Another installation method in the literature called feedering is a potential substitute for the conventional method. Very limited research has been done for feedering as well the practical implementation whereas the conventional method has extensive research and is mostly used in practice. The models in the literature compared two different feeder methods, called, the base port feeder and feeder-ship method, to the conventional method. The models are generic and lack different strategies to find the best feeder solution. The feeder-ship method has the most potential to solve the aforementioned problems and is therefore further investigated to find the best installation strategy, being either the conventional or feeder method.

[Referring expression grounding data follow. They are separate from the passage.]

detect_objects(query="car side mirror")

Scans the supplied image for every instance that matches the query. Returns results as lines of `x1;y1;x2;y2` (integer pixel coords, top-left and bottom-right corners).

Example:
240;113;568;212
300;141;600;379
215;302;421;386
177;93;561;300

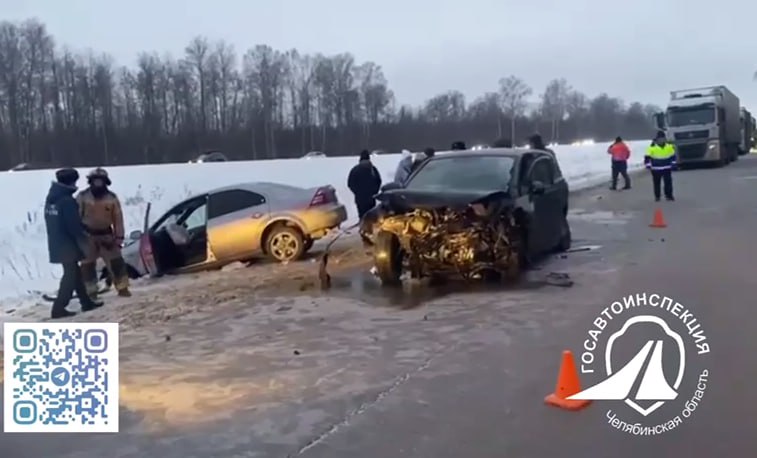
530;181;546;195
381;182;402;192
129;230;143;240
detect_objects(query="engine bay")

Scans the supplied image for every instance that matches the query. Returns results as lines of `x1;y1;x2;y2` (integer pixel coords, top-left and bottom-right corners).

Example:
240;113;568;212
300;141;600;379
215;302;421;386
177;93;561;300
374;201;522;279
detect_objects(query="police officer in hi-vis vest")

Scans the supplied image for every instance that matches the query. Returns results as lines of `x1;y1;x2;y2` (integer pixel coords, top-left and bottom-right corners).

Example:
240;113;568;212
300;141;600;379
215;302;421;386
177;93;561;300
645;131;676;202
77;167;132;298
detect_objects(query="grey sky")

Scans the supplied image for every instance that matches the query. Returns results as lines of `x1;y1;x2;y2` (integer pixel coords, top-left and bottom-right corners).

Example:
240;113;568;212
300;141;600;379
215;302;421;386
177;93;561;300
4;0;757;110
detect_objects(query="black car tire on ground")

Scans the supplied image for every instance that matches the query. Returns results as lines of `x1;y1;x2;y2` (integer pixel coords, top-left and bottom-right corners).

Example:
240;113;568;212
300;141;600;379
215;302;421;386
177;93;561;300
374;230;403;286
266;225;305;263
556;216;572;252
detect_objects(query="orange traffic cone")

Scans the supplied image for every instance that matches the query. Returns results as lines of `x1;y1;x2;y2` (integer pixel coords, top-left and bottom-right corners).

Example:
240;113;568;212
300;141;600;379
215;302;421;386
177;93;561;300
544;350;591;411
649;208;667;228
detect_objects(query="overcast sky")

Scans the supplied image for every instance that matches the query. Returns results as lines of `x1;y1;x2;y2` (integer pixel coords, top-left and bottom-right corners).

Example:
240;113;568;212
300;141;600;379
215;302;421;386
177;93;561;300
3;0;757;111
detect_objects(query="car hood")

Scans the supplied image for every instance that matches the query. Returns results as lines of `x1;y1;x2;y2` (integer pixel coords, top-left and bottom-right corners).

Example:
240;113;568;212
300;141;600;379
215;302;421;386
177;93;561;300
376;188;512;210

First of all, the feeder-ship method is evaluated based on practical knowledge and adapted so a base port is used to temporarily store all components that come from the production port. The feeder sails back and forth between the base port and the installation site to supply the installation vessel with WTG components. The installation vessel will stay at the installation site to be as efficient as possible (the least amount of sailing time). This research only looks at the feeder and installation side and leaves the port elements out of the problem. Feeder strategies (within this method) differ in the number of feeder vessels/types and transfer options using either barges or Platform Support Vessels and being indirect (transfer components onto the installation vessel) or direct (install components from the feeder). The installation vessel for feedering is also looked into as being either a current-day or a special feeder purpose installation vessel. Different carrying capacities of the installation vessels are used to create different strategies for the conventional method.
A stochastic Discrete Event Simulation model is created and used in this research to evaluate the strategies. The output of the DES simulation is the project duration per sailing distance and strategy. The costs for this duration is calculated in a costs model from the perspective of the contractor as well as the developer. Besides duration and costs (based on the European market), the strategies are also evaluated on emissions (fuel consumption) since this is an increasingly important element in the industry. A sensitivity analysis has been performed to get a better understanding of which critical parameters the feeder strategies are most sensitive to. The analysis is also used to find the best next-generation WTG installation strategy in Europe which is the main focus of this thesis.